In Brittany, recruitment to free-living maerl populations was predominantly from
branches shed from crustose plants; vegetative propagation from unattached plants was rare
(Cabioch, 1969). Freiwald (1995) likewise found that free-living L. glaciale maerl
in N. Norway originates from branched attached crusts. Huvé (1956), by contrast, reported
that fragmentation of free-living maerl thalli was the main method of reproduction in the
maerl beds near Marseilles. Propagation from branches shed from crustose plants may also
occur in Madeira and Tenerife, where crustose plants are frequent, but in UK waters, as
noted above, crustose plants of L. corallioides and P. calcareum are
extremely rare or unknown (Irvine & Chamberlain, 1994). Unattached plants of these
species must therefore be almost entirely vegetatively propagated. Lithothamnion
glaciale, on the other hand, is commonly found in both the free-living and attached
forms.
Reproduction
Most authors working on the taxonomy or ecology of maerl species comment that
reproductive organs are rarely found. During a 2-year-long monthly sampling sequence in
maerl beds in Galway Bay, Maggs (1983a) did not find any fertile thalli of L. corallioides.
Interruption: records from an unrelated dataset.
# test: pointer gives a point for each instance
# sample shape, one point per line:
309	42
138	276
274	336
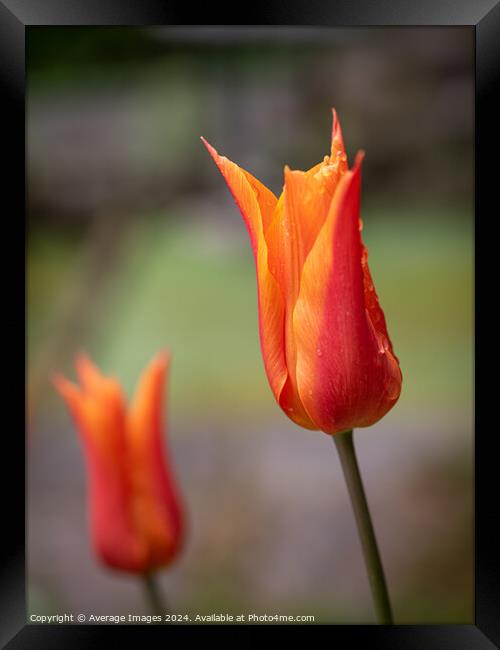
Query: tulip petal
99	417
345	377
155	504
257	205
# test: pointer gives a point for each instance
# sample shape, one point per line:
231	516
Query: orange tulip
323	335
135	512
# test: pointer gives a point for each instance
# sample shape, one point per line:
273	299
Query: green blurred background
135	244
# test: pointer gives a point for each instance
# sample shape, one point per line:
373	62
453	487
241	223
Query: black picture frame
483	16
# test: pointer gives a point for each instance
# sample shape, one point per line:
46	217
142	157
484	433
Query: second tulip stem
153	595
345	447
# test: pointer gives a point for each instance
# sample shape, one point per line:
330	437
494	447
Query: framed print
250	287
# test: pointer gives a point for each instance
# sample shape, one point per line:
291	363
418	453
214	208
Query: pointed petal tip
358	160
211	150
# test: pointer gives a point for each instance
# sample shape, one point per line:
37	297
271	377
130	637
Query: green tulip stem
345	447
154	596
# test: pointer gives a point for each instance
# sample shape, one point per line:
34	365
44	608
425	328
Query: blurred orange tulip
323	335
135	512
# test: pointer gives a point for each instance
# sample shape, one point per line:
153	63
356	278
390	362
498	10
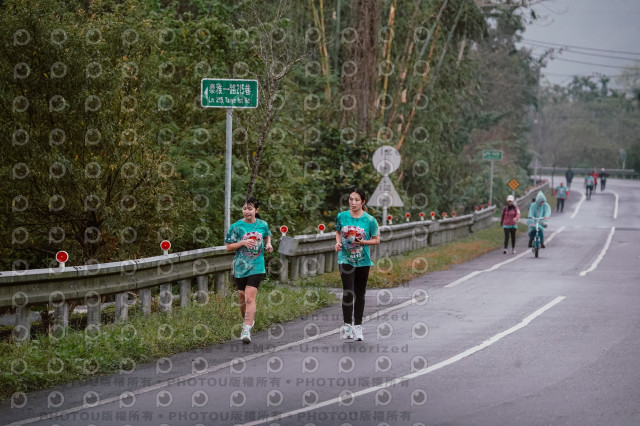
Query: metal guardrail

Only one fertile plant of L. corallioides has been reported for the British Isles,
an epilithic plant from the south coast of England. In Galway Bay, only tetrasporangial
conceptacles were found for P. calcareum. At one site, these varied between an
average of 1 and 3 thalli per sample (except during May and June when none were found),
representing less than 1% of thalli. At a second site nearby, an average of 1 to 14
fertile thalli were found per sample, with a mid-summer maximum, although fertile plants
were found throughout the year. Many hundreds of specimens of P. calcareum and L.
corallioides were collected in the Ria de Vigo (Adey & McKibbin, 1970) of which
only 24 and 3 plants respectively showed evidence of conceptacles. Of these, only about 6
plants (all P. calcareum collected in March-April) had developing conceptacles, all
the others being mature or degenerate.
In the baie de Morlaix, Brittany, Cabioch found P. calcareum with
tetrasporangial conceptacles in the winter and L. corallioides with tetrasporangial
conceptacles mainly in the winter; she suggested that phasic reproduction occured,
reaching a peak perhaps once in 6-8 years (Cabioch, 1969). This may explain the observed
variations in the continually changing proportions of the different maerl species forming
a maerl bed (Cabioch, 1969). Depending on the length of time since the most recent
reproductive event and the relative success of the settlement and colonisation, one
species may become dominant within an area of maerl in terms of numbers of live plants.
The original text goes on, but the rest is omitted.